À saída da Cimeira da NATO, o primeiro-ministro disse que a Câmara de Lisboa, liderada por Fernando Medina, já “adotou as medidas que se justificavam” em relação ao caso da partilha de dados de ativistas russos. E não se lembra se isso alguma vez aconteceu no tempo em que o próprio presidiu a autarquia lisboeta

António Costa, esta segunda-feira, à chegada à cimeira da NATO, em Bruxelas
KENZO TRIBOUILLARD / AFP / Getty Images

Foi o segundo comentário de António Costa a propósito do caso da partilha de dados pessoais de ativistas russos pela Câmara Municipal de Lisboa (CML) e não diferiu muito do primeiro, feito horas antes. “Obviamente, qualquer violação da proteção de dados é grave”, disse o primeiro-ministro, mas há duas notas que prefere sobrepor. A primeira é que Fernando Medina, presidente da autarquia, “adotou as medidas que se justificavam”. A segunda é que, mesmo que tenha havido violação da lei da proteção de dados, não foi posta em causa a posição portuguesa perante a NATO. “Ninguém tem dúvidas sobre qual é o papel de Portugal relativamente à Rússia”, repetiu.

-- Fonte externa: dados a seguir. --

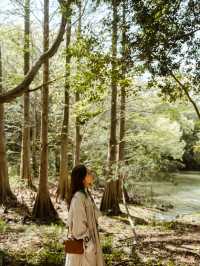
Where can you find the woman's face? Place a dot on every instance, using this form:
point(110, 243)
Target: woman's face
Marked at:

O primeiro-ministro português prestou declarações aos jornalistas no final da 31ª Cimeira da Aliança Atlântica, em Bruxelas, e insistiu na conclusão principal que retira da história revelada pelo Expresso e pelo Observador na semana passada. “Não vejo como possa haver responsabilidade política de algo que não passa do balcão da Câmara de Lisboa.”

Que António Costa saiba, nem Medina nem “qualquer político” tiveram “qualquer tipo de intervenção” ou “sequer conhecimento” de que dados pessoais de manifestantes de países estrangeiros eram enviados para as respetivas embaixadas.

Congratulando-se pela abertura de uma auditoria interna, da CML, e de uma externa, da Comissão Nacional de Proteção de Dados, Costa lembrou que o executivo camarário detetou e “corrigiu a situação em abril” e “determinou a adoção de novos procedimentos”. Passaram dois meses e agora a mesma CML “está a fazer uma auditoria para averiguar em quantos casos ocorreu” a partilha de dados.

Os resultados dessa averiguação devem ser conhecidos ainda esta semana, num processo que recua a 2011, altura em que o próprio António Costa era presidente da CML. Foi nesse ano que se extinguiu a figura do governo civil em Portugal, órgão da administração pública presente em todos os distritos a quem competiam funções como a da gestão das manifestações. Depois de 2011, “a competência foi mal transferida paras as câmaras municipais”, criticou, o que coincidiu com parte do mandato de Costa, que deixou a presidência da autarquia lisboeta em 2015.

O atual primeiro-ministro não se recorda de alguma vez terem sido comunicados dados de ativistas a outros países e embaixadas. Mas também não garante que isso não tenha acontecido. “Não sei se ocorreu, se não ocorreu, sou-lhe sincero. Mas nunca foi tema”, notou.

Sobre a situação em que fica Fernando Medina, sucessor e próximo de Costa, o primeiro-ministro não quis alongar-se. Afirmou apenas que “as primeiras notícias procuraram dizer, ou induziram” a ideia de que “havia uma prática de colaboração da CML na perseguição e identificação de oposicionistas russos”, fazendo parecer que a autarquia “era uma espécie de centro de espionagem do senhor Putin na perseguição dos opositores”, quando, na verdade, se trata de “uma prática administrativa que a câmara está a auditar”. Mais do que isso, não compete ao PM pronunciar-se. “O poder autárquico é autónomo.”

Além das críticas ao momento inicial em que o caso se tornou público, António Costa reiterou a necessidade de rever a lei da manifestação, que data de 1974. “Se a lerem, verificarão como grande parte das normas deixaram de ser aplicadas”, como a proibição de manifestações antes das 19h em dias de semana ou a da articulação entre autoridades e forças militares. “As forças armadas hoje não são tidas nem havidas no processo de regular qualquer tipo de manifestação. Obviamente, é uma linguagem da época.”

O Governo já tinha anunciado uma proposta de lei para setembro sobre essa revisão, na sequência da manifestação agendada para o dia em que o Sporting se sagrou campeão nacional de futebol.